General characteristics
- Type: Survey ship
- Length: 75 ft (23 m)
- Beam: 15 ft 7 in (4.75 m)
- Draft: 5 ft (1.5 m)
- Propulsion: Steam engine and sail

= USC&GS Yukon (1898) =

Former US Coast Guard & Geodetic Survey steamer

USC&GS Yukon was a steamer that served as a survey ship in the United States Coast and Geodetic Survey from 1898 to 1923. She was the second and last Coast and Geodetic Survey ship to bear the name.

== Construction and characteristics ==

Yukon was built under a contract let 9 April 1898 to Gas Engine & Power Company and Charles L. Seabury Company, Morris Heights, Bronx, New York, for building the ship in components suitable for shipping under the supervision of Assistant J. F. Pratt. The components were shipped by rail to Seattle, Washington, and then to St. Michael, Territory of Alaska, arriving there on 3 July 1898. A survey team under Assistant Pratt had been waiting at St. Michael for her to arrive since 29 June 1898, and on 11 July 1898 enough material was on shore for them to begin laying Yukon′s keel. Approximately twenty men assembled her. Work on Yukon was delayed when the assembly team was diverted to make repairs to the Coast and Geodetic Survey survey steamer USC&GS Taku, which had arrived at St. Michael in a "disabled condition," but Yukon nonetheless was completed and launched on 20 August 1898, only 41 days after her keel had been laid and after only 29 days of actual work to assemble her. Yukon was commissioned immediately.

== Service history ==
With all equipment and stores loaded aboard Yulon by 23 August 1898, "at 2:15 a.m. she started for the mouth of the Kwiklok by way of the Aproon Mouth" for surveys. From the Aproon Mouth she towed a scow with the survey party's camping outfit to the Kwiklok, where she arrived 26 August 1898. After a brief stay on the survey grounds all vessels, including Yukon, headed to St. Michael on 10 September 1898 for winter storage. After arrival on 13 September 1898, Yukon, Taku, two steam launches, the scow, and eight "pulling boats" were housed for the winter. The survey party embarked on the United States Navy gunboat for transportation to Seattle.

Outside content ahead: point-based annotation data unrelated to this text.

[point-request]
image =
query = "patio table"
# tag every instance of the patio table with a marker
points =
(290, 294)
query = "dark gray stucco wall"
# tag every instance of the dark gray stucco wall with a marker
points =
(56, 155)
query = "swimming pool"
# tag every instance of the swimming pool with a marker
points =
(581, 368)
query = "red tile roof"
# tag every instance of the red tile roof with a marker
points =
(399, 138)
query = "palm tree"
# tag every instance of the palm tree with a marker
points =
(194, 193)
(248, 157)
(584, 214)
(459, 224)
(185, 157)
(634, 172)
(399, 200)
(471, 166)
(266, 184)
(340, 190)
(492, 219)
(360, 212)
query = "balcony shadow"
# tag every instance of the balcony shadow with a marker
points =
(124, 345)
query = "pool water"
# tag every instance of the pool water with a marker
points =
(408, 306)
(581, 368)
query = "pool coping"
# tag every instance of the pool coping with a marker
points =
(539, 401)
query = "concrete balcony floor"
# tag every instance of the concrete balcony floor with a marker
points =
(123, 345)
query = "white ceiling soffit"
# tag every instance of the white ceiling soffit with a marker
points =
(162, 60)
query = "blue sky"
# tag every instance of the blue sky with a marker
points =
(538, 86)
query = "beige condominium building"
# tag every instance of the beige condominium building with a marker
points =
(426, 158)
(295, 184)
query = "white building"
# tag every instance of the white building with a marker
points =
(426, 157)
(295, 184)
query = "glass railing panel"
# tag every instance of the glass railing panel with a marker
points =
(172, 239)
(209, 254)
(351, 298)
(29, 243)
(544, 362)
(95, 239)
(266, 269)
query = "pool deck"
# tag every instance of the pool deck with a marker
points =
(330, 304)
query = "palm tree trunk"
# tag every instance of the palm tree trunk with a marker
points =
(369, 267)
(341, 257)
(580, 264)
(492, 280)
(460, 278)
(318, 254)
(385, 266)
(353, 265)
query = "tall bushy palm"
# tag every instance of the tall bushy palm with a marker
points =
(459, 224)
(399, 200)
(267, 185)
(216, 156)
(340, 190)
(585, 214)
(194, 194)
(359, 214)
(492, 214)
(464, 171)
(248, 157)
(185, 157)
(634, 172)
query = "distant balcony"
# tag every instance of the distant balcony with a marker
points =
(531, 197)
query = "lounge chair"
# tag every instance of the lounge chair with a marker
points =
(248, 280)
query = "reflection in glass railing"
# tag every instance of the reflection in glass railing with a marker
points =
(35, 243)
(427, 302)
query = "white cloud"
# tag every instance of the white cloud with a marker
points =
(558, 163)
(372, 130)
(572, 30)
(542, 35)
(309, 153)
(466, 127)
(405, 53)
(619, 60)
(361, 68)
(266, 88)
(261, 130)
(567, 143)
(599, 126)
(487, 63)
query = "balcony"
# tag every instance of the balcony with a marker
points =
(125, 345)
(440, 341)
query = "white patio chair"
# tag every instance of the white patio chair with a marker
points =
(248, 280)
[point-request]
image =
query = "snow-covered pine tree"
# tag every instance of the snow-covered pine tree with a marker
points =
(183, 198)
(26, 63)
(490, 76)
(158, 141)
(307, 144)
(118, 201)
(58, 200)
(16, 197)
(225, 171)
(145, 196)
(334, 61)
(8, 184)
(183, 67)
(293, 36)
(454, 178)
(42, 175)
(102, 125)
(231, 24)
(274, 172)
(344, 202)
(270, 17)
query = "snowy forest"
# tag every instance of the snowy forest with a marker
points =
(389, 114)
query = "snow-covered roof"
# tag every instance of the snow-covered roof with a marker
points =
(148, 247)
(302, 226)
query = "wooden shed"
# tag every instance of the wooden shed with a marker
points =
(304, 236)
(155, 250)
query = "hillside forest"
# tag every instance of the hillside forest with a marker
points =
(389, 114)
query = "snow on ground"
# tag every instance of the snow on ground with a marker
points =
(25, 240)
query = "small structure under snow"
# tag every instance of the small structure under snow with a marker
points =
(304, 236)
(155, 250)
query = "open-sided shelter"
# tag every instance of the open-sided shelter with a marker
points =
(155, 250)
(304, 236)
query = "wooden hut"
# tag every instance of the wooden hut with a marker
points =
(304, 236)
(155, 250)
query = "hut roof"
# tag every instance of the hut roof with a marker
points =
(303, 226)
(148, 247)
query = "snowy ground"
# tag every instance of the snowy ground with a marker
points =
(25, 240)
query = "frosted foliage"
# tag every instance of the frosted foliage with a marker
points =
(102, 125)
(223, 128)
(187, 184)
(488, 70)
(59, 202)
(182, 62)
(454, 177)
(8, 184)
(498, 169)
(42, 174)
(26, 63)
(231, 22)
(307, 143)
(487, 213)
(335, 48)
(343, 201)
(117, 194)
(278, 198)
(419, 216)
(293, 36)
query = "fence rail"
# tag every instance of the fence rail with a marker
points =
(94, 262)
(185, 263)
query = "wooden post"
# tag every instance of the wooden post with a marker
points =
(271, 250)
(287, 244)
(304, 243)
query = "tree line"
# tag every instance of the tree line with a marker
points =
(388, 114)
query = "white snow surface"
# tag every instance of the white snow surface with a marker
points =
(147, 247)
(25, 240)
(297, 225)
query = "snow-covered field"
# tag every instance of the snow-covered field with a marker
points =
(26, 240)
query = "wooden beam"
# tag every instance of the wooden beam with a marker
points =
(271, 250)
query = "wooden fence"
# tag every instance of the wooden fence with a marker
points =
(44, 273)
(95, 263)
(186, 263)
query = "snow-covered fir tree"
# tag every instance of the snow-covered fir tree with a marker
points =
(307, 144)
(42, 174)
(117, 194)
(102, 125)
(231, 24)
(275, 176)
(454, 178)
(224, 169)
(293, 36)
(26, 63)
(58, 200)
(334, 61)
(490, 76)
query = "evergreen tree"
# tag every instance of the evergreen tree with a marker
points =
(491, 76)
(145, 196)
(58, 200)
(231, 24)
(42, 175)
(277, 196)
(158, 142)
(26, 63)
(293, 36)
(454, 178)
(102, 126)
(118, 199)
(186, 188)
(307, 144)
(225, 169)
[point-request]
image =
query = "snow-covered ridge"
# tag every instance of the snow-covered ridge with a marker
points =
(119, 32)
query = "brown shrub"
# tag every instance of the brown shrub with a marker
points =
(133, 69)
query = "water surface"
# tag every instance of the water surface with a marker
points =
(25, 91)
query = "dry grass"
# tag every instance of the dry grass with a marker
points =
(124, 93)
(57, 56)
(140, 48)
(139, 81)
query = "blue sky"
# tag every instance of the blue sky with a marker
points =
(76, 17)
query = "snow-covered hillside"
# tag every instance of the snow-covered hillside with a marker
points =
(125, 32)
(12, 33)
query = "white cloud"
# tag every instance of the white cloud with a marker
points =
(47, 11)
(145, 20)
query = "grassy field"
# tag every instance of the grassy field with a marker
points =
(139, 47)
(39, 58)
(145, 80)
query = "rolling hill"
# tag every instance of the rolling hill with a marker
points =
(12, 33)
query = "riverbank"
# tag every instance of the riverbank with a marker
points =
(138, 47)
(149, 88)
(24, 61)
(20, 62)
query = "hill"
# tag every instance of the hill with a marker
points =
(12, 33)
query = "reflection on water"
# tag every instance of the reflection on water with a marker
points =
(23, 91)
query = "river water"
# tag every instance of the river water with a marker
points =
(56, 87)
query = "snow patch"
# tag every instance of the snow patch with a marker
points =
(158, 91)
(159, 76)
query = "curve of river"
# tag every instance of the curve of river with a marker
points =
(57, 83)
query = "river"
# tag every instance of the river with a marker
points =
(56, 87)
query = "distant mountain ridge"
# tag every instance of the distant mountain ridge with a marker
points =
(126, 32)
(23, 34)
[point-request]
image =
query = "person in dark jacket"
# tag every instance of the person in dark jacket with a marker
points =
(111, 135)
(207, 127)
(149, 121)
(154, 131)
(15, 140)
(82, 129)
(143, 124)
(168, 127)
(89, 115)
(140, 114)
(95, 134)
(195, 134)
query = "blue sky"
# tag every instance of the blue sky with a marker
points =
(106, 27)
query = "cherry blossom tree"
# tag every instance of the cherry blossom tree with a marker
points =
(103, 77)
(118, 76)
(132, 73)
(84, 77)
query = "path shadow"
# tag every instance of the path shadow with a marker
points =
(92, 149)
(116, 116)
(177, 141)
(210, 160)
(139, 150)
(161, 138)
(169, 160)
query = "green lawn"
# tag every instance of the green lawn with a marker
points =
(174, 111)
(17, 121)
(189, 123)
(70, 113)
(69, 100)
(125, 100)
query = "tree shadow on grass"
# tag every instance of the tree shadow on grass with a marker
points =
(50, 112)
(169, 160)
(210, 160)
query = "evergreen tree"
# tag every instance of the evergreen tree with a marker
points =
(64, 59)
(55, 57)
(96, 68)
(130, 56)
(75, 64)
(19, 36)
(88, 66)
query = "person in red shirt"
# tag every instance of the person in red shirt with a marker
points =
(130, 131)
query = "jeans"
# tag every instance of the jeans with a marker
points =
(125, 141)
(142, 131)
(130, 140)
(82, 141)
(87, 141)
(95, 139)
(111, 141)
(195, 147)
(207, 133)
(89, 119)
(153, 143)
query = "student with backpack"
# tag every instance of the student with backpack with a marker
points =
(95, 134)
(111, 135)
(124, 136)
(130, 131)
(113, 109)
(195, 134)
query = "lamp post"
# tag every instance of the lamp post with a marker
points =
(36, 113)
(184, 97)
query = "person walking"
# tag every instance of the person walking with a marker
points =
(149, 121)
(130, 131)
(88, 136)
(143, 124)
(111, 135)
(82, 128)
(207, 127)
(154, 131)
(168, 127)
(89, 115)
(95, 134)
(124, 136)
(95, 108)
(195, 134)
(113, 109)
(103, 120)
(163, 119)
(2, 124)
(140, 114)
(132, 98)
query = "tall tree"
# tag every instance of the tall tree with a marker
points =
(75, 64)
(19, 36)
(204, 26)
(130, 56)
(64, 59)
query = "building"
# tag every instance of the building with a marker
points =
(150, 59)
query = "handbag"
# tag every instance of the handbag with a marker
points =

In the summer of 1912, Yukon rendered assistance to the inhabitants of Kodiak on Kodiak Island following an eruption of Mount Katmai. Tragedy struck her in November 1916 when a member of her crew, watchman F. A. Paul, was lost by probable drowning at King Cove on the Alaska Peninsula.

After serving exclusively in Alaskan waters, Yukon was retired from Coast and Geodetic Survey service in 1923.